We saw from patients' records appropriate referrals for treatment were made to other healthcare professionals. The provider monitored the referrals to ensure appointments were made promptly.

The provider had effective staff recruitment and selection processes.

The provider had a system which ensured patients' views on the service were listened to.

Patients told us they were satisfied with the cleanliness of the practice. However, we found aspects of the premises were not effectively cleaned. Some infection control procedures did not follow national guidance and put patients at risk of cross infection.

24 October 2012

During a routine inspection

People we spoke to told us that they were happy with the services they recieved, one person said "my children and I are well looked after when we come here, the staff are professional, polite and caring in their approach", another person told us "I am extremley satisifed with the service I recieve, I would never go anywhere else".

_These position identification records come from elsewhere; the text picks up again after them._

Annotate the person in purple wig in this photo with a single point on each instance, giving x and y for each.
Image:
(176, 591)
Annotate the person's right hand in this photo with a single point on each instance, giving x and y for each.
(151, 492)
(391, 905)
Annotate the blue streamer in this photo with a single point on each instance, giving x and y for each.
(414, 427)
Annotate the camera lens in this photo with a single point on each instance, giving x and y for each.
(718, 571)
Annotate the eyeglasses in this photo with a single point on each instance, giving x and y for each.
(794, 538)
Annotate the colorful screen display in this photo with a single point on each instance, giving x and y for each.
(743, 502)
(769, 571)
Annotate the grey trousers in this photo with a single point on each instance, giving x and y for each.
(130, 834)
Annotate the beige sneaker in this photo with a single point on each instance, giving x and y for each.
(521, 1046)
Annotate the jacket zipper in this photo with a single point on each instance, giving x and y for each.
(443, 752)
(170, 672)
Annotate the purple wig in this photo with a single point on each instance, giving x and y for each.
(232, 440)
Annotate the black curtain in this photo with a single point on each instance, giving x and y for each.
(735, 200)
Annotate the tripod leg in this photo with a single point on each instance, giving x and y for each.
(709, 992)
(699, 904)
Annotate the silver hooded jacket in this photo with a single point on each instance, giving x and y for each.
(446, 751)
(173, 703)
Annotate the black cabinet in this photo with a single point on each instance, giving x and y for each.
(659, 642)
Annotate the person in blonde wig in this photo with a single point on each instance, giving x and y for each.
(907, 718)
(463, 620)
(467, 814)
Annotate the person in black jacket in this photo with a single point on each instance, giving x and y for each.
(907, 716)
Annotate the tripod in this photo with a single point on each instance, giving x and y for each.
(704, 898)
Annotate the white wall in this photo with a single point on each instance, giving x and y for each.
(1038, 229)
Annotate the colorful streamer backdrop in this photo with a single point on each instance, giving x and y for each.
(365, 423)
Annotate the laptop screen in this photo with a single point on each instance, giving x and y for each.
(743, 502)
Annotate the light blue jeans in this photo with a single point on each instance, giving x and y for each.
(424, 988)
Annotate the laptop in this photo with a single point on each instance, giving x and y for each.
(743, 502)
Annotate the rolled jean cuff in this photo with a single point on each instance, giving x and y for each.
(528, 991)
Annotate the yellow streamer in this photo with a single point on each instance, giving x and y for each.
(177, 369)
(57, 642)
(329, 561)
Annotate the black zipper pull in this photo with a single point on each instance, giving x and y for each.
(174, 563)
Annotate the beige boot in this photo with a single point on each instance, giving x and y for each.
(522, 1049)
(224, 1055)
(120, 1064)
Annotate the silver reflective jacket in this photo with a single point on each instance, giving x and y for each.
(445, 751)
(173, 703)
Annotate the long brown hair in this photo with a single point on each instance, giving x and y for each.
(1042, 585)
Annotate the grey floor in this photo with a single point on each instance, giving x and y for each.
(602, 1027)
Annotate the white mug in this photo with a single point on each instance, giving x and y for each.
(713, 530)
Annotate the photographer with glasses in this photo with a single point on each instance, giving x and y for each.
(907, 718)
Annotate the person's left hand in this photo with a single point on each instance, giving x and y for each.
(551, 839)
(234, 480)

People could be assured that robust infection control measures were in place. The provider haa sound sysyems in place to monitor the effectiveness and quality of the service they delievered.

We spoke with members of staff. They told us they had all received training in infection control, resuscitation and first aid. They had also undertaken child protection and adult protection training.

We asked staff about the support they received to do their job. They told us the practice manager was, "very approachable". They also said they received regular job chats, an annual appraisal of their performance and had regular staff meetings. Staff said they could always go to their manager if they needed to discuss anything. They said they all worked, "as a team". They said they always worked as far as possible with the same dentist and this was good because of consistency for them as professionals and for patients, One member of staff said, "we get to know our patients which helps make them feel comfortable coming to the dentist".